Bottom-up network models
Alongside the search for design principles in regulatory interactions the formal mathematical and computational modelling of biological systems gained prominence (e.g. Bhalla and Iyengar 1999). Mathematical models are much older than systems biology but they started to be used more extensively and visibly with the rise of systems biology. Formalising all of the past knowledge of a system was shown to be a useful way to test if what is known was sufficient to explain the behaviour of the system. Models were also perturbed in silico to find the most relevant parameters and generate novel hypothesis to be tested experimentally. This model refinement cycle has been used with success for example in the modelling of cell cycle (Novak and Tyson 1993, Tyson Noval 2001; among many others) or circadian clock (Locke et al. 2005; Locke et al. 2010; Pokhilko et al. 2012). However, this iteration between formal modelling and experiments has not really taken off across many other systems. The reason for the lack of excitement is not clear to me although I have the impression that often the models are not used extensively beyond asking if what we know about a system sufficiently explains all of observed outcomes and perturbations.

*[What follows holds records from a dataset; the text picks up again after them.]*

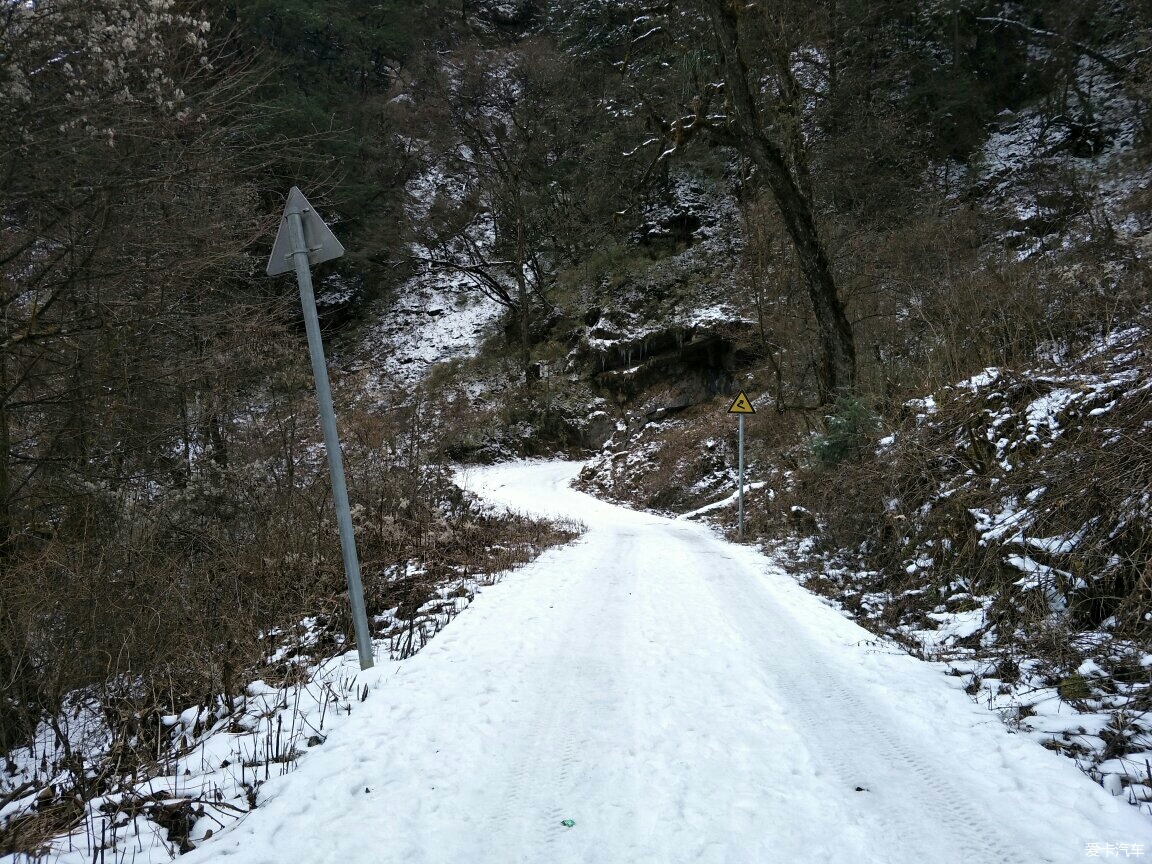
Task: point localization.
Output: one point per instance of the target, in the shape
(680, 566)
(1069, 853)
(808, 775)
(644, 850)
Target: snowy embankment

Top-down systems biology and everything in between
From the start there has been a division between the researchers that identified themselves as part of the systems biology community. Bottom-up researchers have been focused on the formal modelling of systems, the discovery of design principles and emerging behaviours. Top-down researchers would argue that a truly comprehensive view of a system is needed. These scientists have been more focused on further developing and applying methods to systematically measure biological systems. The emphasis in this camp has been on developing generalizable strategies that can take large-scale observations and identify rules, regardless of the system of interest. I would say that these works, my own included, have been less powerful in identifying elegant universal rules. By this I mean, for example, those initial attempts to find common principles across biological and man-made networks. Instead of principles, what have been readily transposed across systems have been approaches such as machine learning methods. Drug screens with behavioural phenotypes, genetic interaction networks or developmental defect screens with gene knock-downs can all be analysed in the same ways.  Such systematic studies have driven costs down (per observation) and contrary to “representative” experiments in small scale studies, the large-scale measurements tend to be properly benchmarked for accuracy and coverage. 

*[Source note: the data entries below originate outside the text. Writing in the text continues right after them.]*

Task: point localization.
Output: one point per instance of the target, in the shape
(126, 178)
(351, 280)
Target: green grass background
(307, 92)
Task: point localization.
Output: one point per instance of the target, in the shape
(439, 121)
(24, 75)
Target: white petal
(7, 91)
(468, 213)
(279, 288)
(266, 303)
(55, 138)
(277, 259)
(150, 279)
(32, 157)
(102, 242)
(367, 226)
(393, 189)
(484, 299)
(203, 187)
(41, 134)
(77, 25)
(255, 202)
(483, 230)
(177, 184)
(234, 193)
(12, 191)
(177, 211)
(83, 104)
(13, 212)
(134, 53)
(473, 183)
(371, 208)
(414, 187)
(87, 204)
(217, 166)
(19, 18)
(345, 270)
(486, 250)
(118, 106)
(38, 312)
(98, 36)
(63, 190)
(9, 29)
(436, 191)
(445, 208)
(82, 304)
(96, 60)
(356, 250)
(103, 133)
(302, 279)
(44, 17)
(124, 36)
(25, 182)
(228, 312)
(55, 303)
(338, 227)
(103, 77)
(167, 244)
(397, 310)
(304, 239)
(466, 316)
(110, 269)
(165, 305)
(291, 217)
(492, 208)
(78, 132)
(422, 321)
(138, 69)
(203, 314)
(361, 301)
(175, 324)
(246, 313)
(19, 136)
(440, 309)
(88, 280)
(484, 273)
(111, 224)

What is still missing are ways to bridge the divide between these two camps. Ways to start from large-scale measurements that result in models that can be studied for design features. Studies that include perturbation experiments come closer to achieve this. Examples for network reconstruction methods have shown that it should be possible to achieve this but we are not quite there yet (Hill et al. 2016).

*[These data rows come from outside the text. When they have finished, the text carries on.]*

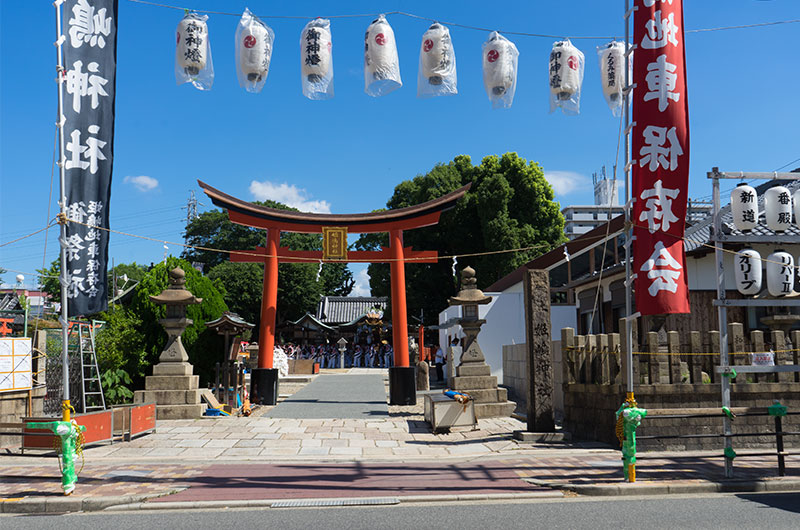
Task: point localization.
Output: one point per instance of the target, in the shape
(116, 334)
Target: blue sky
(347, 154)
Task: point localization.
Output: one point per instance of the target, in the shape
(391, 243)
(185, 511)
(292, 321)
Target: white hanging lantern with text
(500, 70)
(316, 54)
(566, 77)
(778, 208)
(254, 42)
(381, 63)
(747, 269)
(780, 273)
(744, 207)
(193, 52)
(612, 74)
(437, 63)
(796, 202)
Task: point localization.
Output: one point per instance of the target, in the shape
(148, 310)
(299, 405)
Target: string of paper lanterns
(780, 265)
(254, 43)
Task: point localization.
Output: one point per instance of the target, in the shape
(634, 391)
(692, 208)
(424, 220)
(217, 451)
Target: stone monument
(473, 375)
(173, 386)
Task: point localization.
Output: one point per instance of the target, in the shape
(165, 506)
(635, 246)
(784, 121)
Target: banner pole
(63, 279)
(628, 224)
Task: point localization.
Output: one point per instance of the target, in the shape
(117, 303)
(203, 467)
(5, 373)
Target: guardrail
(777, 411)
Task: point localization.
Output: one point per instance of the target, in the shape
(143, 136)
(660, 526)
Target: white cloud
(288, 195)
(142, 183)
(361, 287)
(565, 182)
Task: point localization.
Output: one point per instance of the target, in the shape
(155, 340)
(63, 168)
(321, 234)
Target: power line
(456, 24)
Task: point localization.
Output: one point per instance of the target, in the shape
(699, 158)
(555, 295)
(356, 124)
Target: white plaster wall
(505, 324)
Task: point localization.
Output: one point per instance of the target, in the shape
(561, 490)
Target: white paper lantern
(778, 208)
(744, 206)
(255, 52)
(566, 70)
(612, 72)
(780, 273)
(381, 64)
(316, 49)
(748, 271)
(191, 52)
(796, 201)
(499, 66)
(436, 50)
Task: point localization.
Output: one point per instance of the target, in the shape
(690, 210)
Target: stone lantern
(173, 387)
(473, 375)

From systems biology to systems everything
As scientific movement systems biology started in cell biology, as far as I can tell, but has since then permeated many other areas of research. As examples, I have heard of systems genetics, systems neuroscience, systems medicine, evolutionary systems biology and systems structural biology. In 2017 we still face a flood of data and highly complex nonlinear systems. However, the reductionist approaches now typically go hand-in-hand with attempts to formalise knowledge in quantitative ways to identify the key relationships that explain the function of interest. In a sense, the movement of systems biology has succeeded to such an extent that it seems less exciting to me as field in itself. It is a fantastic approach that is currently being used across most of biology but there is less developments that alter how we do science. I am curious as to what other researchers that identify themselves with doing systems biology think - What have been great achievements of systems biology? What are the great challenges that are not simply applications of systems biology? Questions to think about for the (equally arbitrary) celebration of the 20 years of the field in 2020.